I appreciate your blog so much. People think I should be happy now that I’m smaller. I am but am now dysphoric to an extent because I’m struggling with major body changes, ckothes that don’t fit, and people overwhelming me with their advice etc…
so thank you, you get it xoxo
EM, I commend you. I know how challenging it can be to be a high input (food) / high output (exercise) person. It takes a lot of doing, and I’ve been doing it forever, at times more successfully than others.
Thanks for taking the time to write. I hope to see you name pop up on my screen again.
Can I ask what role you believe God plays in this? I never considered inviting Him to help me with my battle until I was introduced to First Place 4 Health, which emphasizes balance in our Emotional, Spiritual, Physical and Mental health. Curious as to your thoughts.
Hey there, Keith.

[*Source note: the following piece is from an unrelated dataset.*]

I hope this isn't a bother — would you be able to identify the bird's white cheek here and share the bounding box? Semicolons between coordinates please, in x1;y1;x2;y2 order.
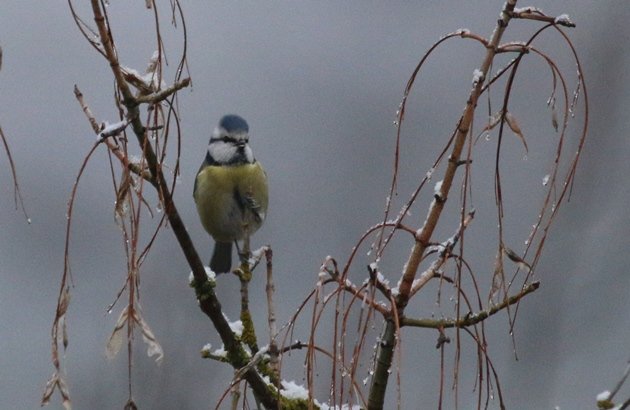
208;143;236;163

Nothing like starting my morning off light! Thanks for the terrific question. Here’s what I know: People with a strong connection to God, or whatever their spiritual source may be, enjoy the priceless benefits of faith, and the knowing that they are being constantly supported. Folks who don’t have, or don’t nurture, that connection, do whatever they do without those benefits.
Cultivating a deeper spiritual connection is by no means a requirement when it comes to getting healthier (no specific thing is), but if that can be a part of your wellness journey, it can only serve you.

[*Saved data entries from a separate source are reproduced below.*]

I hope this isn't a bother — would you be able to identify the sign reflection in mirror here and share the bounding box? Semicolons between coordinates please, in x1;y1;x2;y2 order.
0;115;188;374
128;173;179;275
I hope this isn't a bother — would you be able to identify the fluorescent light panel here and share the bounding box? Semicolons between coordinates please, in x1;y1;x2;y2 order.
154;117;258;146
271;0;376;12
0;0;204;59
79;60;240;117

Does that satisfy your curiosity? I hope so. Thank you for taking the time to write.
Your article sums up exactly how I feel about videos and articles like these. They’re great for getting viewers but really?! My big issue is that ‘just’ cutting out five foods won’t work and that it’s not the simple answer for everyone. It’s not likely long term either.
I suffered from bulimia and eAting disorders my whole life so am particularly against being warned off foods for life and am very much FOR looking for deeper reasons as to why some people struggle with food so much.
Thanks for your article 🙂 you get it.
I do. I do get it.
Thanks for being out there, and for taking the time to give my post a scratch on the belly.